Amor fati, nous enjoint Zineb Andress Arraki, marchant sur les pas de Nietzsche. Mais derrière l’injonction apparente d’accepter ce qui est nécessaire se cache aussi une invitation à aimer ce qui ne peut pas ne pas être. Par anti-idéalisme, pour reprendre les mots du philosophe, on s’obligera à observer l’infiniment petit, la lente disparition de ce qui bientôt ne sera plus. Cela nécessitera de s’adapter à une temporalité plus lente, plus introspective, en accord avec la façon dont à chaque instant vibre le monde. Cette vibration a une teinte en laquelle s’annulent toutes les couleurs : le blanc ; un état transitoire en lequel s’annuleraient toutes les formes : le dégel ou la décristallisation. Pour qui accepte – et ces coups du sort n’ont rien à voir avec ce que nous appelons des opportunités –, de frôler la mort en vie, la nature apparaîtra sous son vrai jour.
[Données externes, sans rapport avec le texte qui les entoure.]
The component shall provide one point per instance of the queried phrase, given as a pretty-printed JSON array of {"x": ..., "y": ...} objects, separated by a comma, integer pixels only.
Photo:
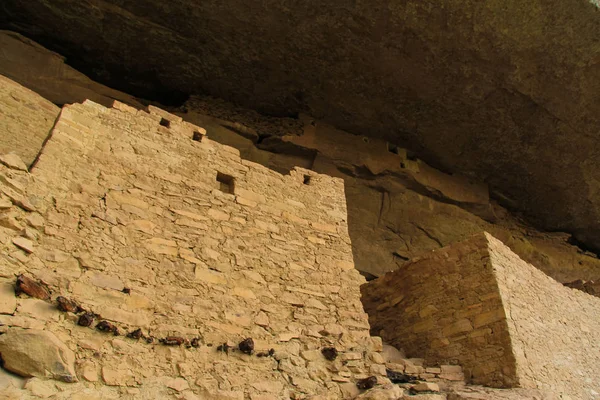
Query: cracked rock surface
[{"x": 505, "y": 91}]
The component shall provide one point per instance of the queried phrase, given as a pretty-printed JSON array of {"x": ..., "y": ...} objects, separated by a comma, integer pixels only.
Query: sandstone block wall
[
  {"x": 26, "y": 120},
  {"x": 446, "y": 308},
  {"x": 477, "y": 304},
  {"x": 554, "y": 330},
  {"x": 147, "y": 223}
]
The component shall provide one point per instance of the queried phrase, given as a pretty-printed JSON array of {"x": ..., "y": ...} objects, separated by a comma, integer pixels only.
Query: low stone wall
[
  {"x": 477, "y": 304},
  {"x": 147, "y": 224},
  {"x": 26, "y": 120},
  {"x": 446, "y": 308}
]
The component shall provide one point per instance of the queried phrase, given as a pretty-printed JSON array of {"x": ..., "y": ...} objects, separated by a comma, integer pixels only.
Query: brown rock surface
[
  {"x": 397, "y": 208},
  {"x": 504, "y": 91},
  {"x": 31, "y": 352},
  {"x": 26, "y": 119}
]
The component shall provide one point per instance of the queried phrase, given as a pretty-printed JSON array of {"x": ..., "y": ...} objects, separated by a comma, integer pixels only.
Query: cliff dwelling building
[{"x": 200, "y": 249}]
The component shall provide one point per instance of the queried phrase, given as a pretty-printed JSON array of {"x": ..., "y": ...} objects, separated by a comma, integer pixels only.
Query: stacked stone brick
[
  {"x": 477, "y": 304},
  {"x": 148, "y": 224}
]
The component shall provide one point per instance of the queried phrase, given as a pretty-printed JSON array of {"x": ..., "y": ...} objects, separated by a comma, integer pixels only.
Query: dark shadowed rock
[
  {"x": 31, "y": 288},
  {"x": 367, "y": 383},
  {"x": 246, "y": 346},
  {"x": 505, "y": 91}
]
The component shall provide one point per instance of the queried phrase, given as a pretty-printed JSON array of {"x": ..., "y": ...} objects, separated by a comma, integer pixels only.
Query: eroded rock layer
[{"x": 504, "y": 91}]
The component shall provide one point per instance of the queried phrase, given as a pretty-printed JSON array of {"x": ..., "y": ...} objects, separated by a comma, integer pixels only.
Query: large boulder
[{"x": 32, "y": 352}]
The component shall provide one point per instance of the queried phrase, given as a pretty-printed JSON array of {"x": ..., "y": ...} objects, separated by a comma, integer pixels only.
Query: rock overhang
[{"x": 505, "y": 92}]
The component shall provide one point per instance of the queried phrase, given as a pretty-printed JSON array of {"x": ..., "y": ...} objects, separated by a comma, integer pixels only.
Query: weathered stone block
[{"x": 31, "y": 352}]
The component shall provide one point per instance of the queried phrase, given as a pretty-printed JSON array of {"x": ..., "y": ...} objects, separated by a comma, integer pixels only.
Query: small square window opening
[{"x": 226, "y": 183}]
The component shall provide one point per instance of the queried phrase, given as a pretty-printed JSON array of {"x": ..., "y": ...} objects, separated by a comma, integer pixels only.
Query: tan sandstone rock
[{"x": 32, "y": 352}]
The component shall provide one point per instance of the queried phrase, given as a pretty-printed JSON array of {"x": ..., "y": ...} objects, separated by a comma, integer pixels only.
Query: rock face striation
[{"x": 505, "y": 91}]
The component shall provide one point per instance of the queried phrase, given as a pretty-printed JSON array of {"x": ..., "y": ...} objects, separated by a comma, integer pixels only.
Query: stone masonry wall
[
  {"x": 446, "y": 308},
  {"x": 148, "y": 224},
  {"x": 476, "y": 303},
  {"x": 26, "y": 120},
  {"x": 554, "y": 330}
]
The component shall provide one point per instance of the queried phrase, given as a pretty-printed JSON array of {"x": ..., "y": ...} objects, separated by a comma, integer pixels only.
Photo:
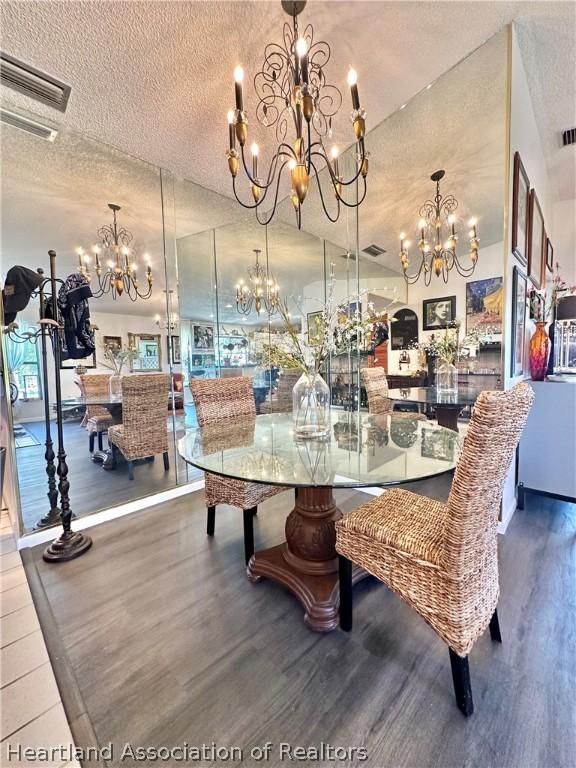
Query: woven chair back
[
  {"x": 144, "y": 409},
  {"x": 95, "y": 385},
  {"x": 217, "y": 399},
  {"x": 376, "y": 385},
  {"x": 498, "y": 419}
]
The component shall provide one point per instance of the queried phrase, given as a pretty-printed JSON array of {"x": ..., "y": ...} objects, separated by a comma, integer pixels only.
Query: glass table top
[
  {"x": 361, "y": 450},
  {"x": 431, "y": 396}
]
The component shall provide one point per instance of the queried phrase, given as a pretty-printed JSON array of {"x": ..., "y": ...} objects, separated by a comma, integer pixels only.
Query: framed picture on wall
[
  {"x": 519, "y": 286},
  {"x": 203, "y": 336},
  {"x": 438, "y": 313},
  {"x": 112, "y": 342},
  {"x": 484, "y": 302},
  {"x": 549, "y": 255},
  {"x": 520, "y": 211},
  {"x": 536, "y": 242}
]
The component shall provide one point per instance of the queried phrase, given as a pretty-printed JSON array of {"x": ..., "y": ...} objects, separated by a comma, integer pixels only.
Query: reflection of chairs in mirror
[
  {"x": 97, "y": 418},
  {"x": 441, "y": 558},
  {"x": 144, "y": 429},
  {"x": 280, "y": 400},
  {"x": 223, "y": 399},
  {"x": 376, "y": 385}
]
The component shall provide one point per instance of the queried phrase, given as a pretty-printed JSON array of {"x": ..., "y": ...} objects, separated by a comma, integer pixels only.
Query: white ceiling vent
[
  {"x": 25, "y": 124},
  {"x": 374, "y": 250},
  {"x": 33, "y": 83}
]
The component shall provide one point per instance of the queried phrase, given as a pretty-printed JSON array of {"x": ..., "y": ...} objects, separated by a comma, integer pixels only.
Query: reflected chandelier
[
  {"x": 439, "y": 240},
  {"x": 294, "y": 98},
  {"x": 120, "y": 275},
  {"x": 259, "y": 291}
]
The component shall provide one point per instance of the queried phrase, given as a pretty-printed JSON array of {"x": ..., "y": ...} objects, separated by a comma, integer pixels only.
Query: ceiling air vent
[
  {"x": 374, "y": 250},
  {"x": 33, "y": 83},
  {"x": 25, "y": 124}
]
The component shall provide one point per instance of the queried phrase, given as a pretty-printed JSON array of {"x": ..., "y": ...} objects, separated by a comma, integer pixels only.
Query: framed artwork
[
  {"x": 404, "y": 329},
  {"x": 173, "y": 343},
  {"x": 147, "y": 346},
  {"x": 519, "y": 286},
  {"x": 315, "y": 328},
  {"x": 484, "y": 303},
  {"x": 203, "y": 336},
  {"x": 112, "y": 342},
  {"x": 536, "y": 242},
  {"x": 438, "y": 313},
  {"x": 549, "y": 255},
  {"x": 520, "y": 211}
]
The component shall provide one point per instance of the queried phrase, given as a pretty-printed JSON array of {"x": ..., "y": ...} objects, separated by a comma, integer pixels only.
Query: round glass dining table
[{"x": 361, "y": 450}]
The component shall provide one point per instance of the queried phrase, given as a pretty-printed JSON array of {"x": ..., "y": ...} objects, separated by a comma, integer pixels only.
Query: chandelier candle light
[
  {"x": 294, "y": 97},
  {"x": 120, "y": 275},
  {"x": 439, "y": 240}
]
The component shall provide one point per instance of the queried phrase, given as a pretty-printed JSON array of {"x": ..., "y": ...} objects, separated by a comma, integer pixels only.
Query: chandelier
[
  {"x": 295, "y": 100},
  {"x": 259, "y": 291},
  {"x": 438, "y": 240},
  {"x": 120, "y": 273}
]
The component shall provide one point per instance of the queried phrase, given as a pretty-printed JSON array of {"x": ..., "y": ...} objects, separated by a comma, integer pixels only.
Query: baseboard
[{"x": 89, "y": 521}]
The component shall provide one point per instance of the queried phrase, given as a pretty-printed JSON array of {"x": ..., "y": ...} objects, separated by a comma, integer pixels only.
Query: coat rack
[{"x": 69, "y": 544}]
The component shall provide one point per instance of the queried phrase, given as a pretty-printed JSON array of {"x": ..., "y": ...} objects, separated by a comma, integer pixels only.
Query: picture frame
[
  {"x": 203, "y": 337},
  {"x": 173, "y": 344},
  {"x": 549, "y": 255},
  {"x": 315, "y": 322},
  {"x": 536, "y": 242},
  {"x": 485, "y": 304},
  {"x": 519, "y": 288},
  {"x": 520, "y": 211},
  {"x": 112, "y": 342},
  {"x": 438, "y": 313}
]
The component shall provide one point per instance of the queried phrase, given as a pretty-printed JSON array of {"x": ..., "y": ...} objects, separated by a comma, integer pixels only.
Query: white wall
[{"x": 108, "y": 325}]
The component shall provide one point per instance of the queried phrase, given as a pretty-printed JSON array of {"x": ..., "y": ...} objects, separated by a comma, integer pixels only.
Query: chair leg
[
  {"x": 248, "y": 534},
  {"x": 462, "y": 686},
  {"x": 211, "y": 521},
  {"x": 345, "y": 582},
  {"x": 494, "y": 627}
]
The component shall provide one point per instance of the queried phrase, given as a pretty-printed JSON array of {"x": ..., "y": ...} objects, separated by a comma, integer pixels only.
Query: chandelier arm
[{"x": 330, "y": 218}]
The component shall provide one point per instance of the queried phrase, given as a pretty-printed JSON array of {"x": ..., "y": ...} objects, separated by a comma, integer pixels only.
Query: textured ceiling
[{"x": 155, "y": 78}]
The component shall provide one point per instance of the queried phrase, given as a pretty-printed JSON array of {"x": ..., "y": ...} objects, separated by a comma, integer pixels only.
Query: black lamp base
[{"x": 67, "y": 547}]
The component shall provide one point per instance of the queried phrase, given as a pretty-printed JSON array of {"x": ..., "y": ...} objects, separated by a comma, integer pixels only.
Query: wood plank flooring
[
  {"x": 91, "y": 487},
  {"x": 170, "y": 643}
]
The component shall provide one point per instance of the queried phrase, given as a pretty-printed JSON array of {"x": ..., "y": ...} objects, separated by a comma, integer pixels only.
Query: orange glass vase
[{"x": 539, "y": 344}]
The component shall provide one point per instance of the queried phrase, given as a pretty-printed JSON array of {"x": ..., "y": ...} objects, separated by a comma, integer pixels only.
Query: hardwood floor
[
  {"x": 91, "y": 487},
  {"x": 169, "y": 642}
]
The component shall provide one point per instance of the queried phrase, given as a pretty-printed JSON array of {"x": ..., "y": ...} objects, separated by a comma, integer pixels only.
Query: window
[{"x": 28, "y": 376}]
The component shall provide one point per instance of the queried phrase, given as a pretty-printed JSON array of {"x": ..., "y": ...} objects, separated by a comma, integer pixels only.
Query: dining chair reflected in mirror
[
  {"x": 376, "y": 385},
  {"x": 144, "y": 429},
  {"x": 97, "y": 419},
  {"x": 220, "y": 400},
  {"x": 440, "y": 558}
]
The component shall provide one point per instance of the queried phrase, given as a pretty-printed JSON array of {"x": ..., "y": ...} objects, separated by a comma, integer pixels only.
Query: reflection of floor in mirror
[{"x": 91, "y": 487}]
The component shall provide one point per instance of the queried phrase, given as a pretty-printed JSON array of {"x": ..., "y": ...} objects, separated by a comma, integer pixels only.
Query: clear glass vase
[
  {"x": 311, "y": 407},
  {"x": 115, "y": 384},
  {"x": 446, "y": 377}
]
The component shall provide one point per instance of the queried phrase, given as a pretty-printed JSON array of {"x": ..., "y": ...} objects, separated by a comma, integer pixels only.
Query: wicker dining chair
[
  {"x": 219, "y": 400},
  {"x": 144, "y": 429},
  {"x": 376, "y": 385},
  {"x": 97, "y": 419},
  {"x": 440, "y": 558}
]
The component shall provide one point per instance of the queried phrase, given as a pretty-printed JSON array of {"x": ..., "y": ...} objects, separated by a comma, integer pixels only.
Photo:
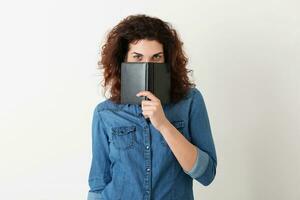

L’expérience photographique, lorsqu’elle se situe à cette hauteur tout autant insoutenable qu’extatique, devient alors ce qu’elle ne devrait jamais cesser d’être : une renaissance douloureuse, une éclosion tragique. Contrairement aux idées préconçues, la photographie ne capture pas l’instant, elle le libère du joug des contingences. Elle l’affranchit du regard que nous pensons porter sur le monde pour nous donner à en ressentir à la fois le vide et le plein, dans une interaction continue.
Un mot pour finir de l’écriture braille à laquelle Zineb Andress Arraki pensait de prime abord avoir recours pour accompagner les photographies de l’exposition. Un mot de ce renoncement que l’artiste visuelle explique en raison du fait que cette écriture ne lui appartiendrait pas. Il y a dans cet abandon toute la sagesse d’une leçon de vie, toute la force d’une éthique personnelle. J’y perçois aussi un non-dit qui, avouons-le, me bouleverse concernant la nature même de l’image. Celle-ci serait faite littéralement pour nous toucher, pour être tactilement ressentie. Pour nous poindre, aurait écrit Roland Barthes. On ne saurait trop conseiller aux visiteurs de prendre le temps de s’approcher du travail qui aujourd’hui leur est donné à percevoir, mais aussi à entendre, toucher, goûter, en gardant à l’esprit que le renoncement pourrait être parfois la voie d’accès à une sérénité intérieure si précieuse. La main du Temps.